The delegates that were “voted on” were not bound. They were voted on, and then sCruz paid them off.
It bears repeating.
The delegates Cruz acquired in Colorado and Wyoming were obtained not by the results of an open primary election or caucus, but by the election of delegates by GOP party activists who favor Cruz at the party conventions of the two states in question.
Those delegates were not earned by winning the vote of the people, but by selection by party insiders and activists.
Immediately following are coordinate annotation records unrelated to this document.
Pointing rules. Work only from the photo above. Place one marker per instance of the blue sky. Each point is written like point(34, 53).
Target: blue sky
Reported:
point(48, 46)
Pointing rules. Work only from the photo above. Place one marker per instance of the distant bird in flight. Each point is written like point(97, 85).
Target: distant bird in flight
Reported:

Anyone not blinded to supporting Ted Cruz with the by any means necessary mindset can see the difference in how those delegates were obtained and we dont like it.
One needs only to look at Cruzs polling numbers since for proof that the majority of people NOT supporting Cruz didnt like the way he got those delegates.
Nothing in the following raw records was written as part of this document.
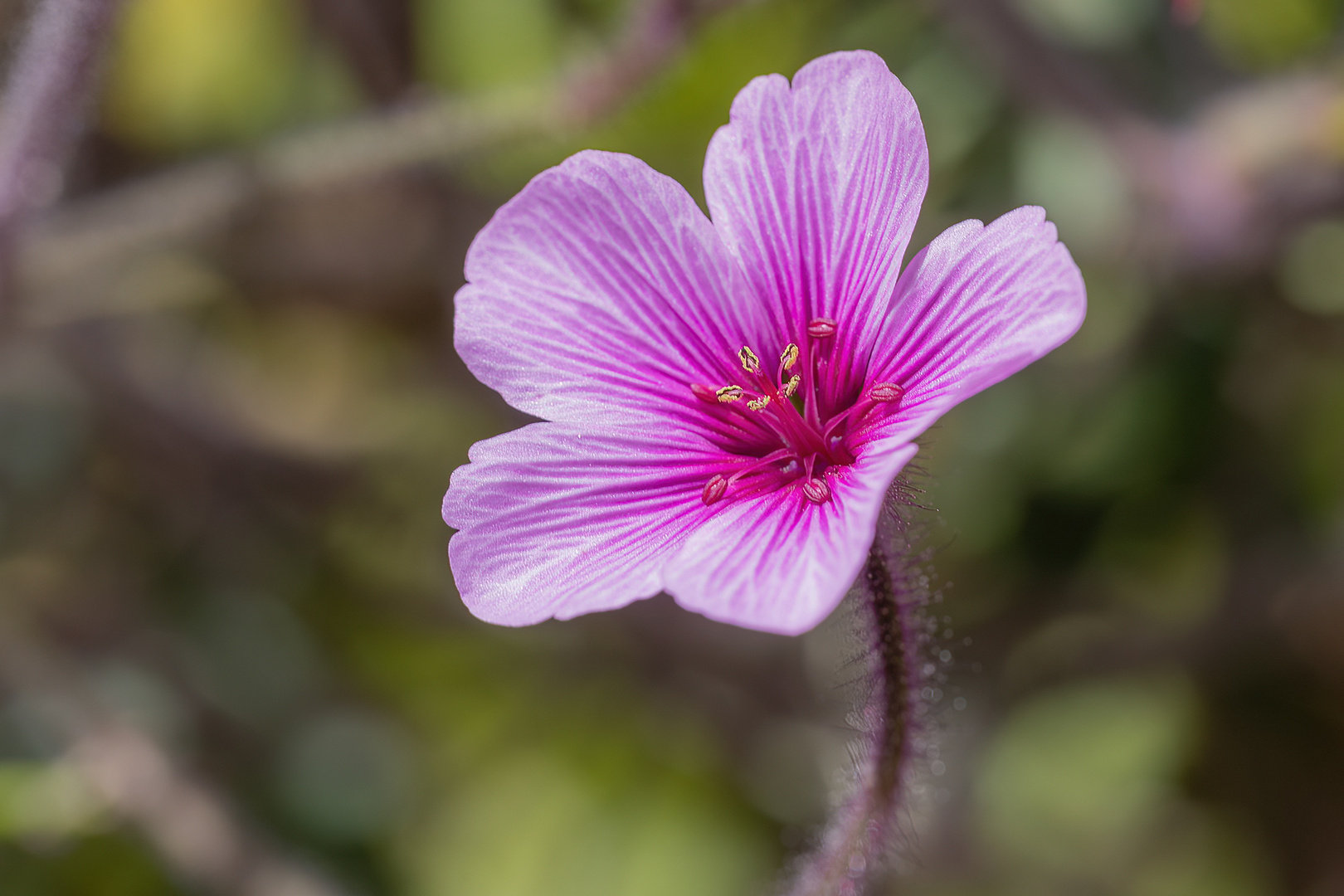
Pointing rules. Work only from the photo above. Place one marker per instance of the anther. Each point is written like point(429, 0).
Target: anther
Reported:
point(704, 392)
point(821, 327)
point(886, 392)
point(816, 490)
point(714, 489)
Cruz and his supporters will soon find out that those 48 delegates Cruz obtained at those two conventions where the people of Colorado and Wyoming didnt get to cast their vote for the candidate of their choice will end up being the most costly delegates in election history.
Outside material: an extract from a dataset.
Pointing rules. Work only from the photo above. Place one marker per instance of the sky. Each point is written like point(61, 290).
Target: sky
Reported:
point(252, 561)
Showing up at a specific time at some designated location and then voting not for a presidential candidate but for a local party activist who will then go on to a county caucus is not exactly going to be particularly responsive to the will of the people. I have a friend who lives in Aspen who told me that at the caucus he went to, there was not even any mention of which candidate the delegates they were sending to the county caucus would be supporting; it was more of a local popularity poll to select a few people popular in the local party organization. Now you can believe that or not, and I recognize at the end of the day, it is responsibility of the caucus-goers to make sure their opinion is heard.... I get all that but in this day and age with all of the available technology, the only reason to deny party members a binding primary election is to make sure that the party insiders control the outcome.
As I posted before. If there was a vote of the peasants as Cruz claimed, what percent of the “little people” supported Cruz, Trump, and Kasich respectively?
Did the final resulting delegates’ bindings reflect the peasants’ percentage of preference?
Colorado was described as a four step process in another simillar posting - real simple[sic]. The more convoluted the process the easier to cover up machinations.
“Charlie Martin writes on science, health, culture and technology for PJ Media. Follow his 13 week diet and exercise experiment on Facebook and at PJ Lifestyle”
I guess his opinion is impotent.
The lame stream media WANT TRUMP to be the nominee — so he can lead the Republicans to landslide losses in November.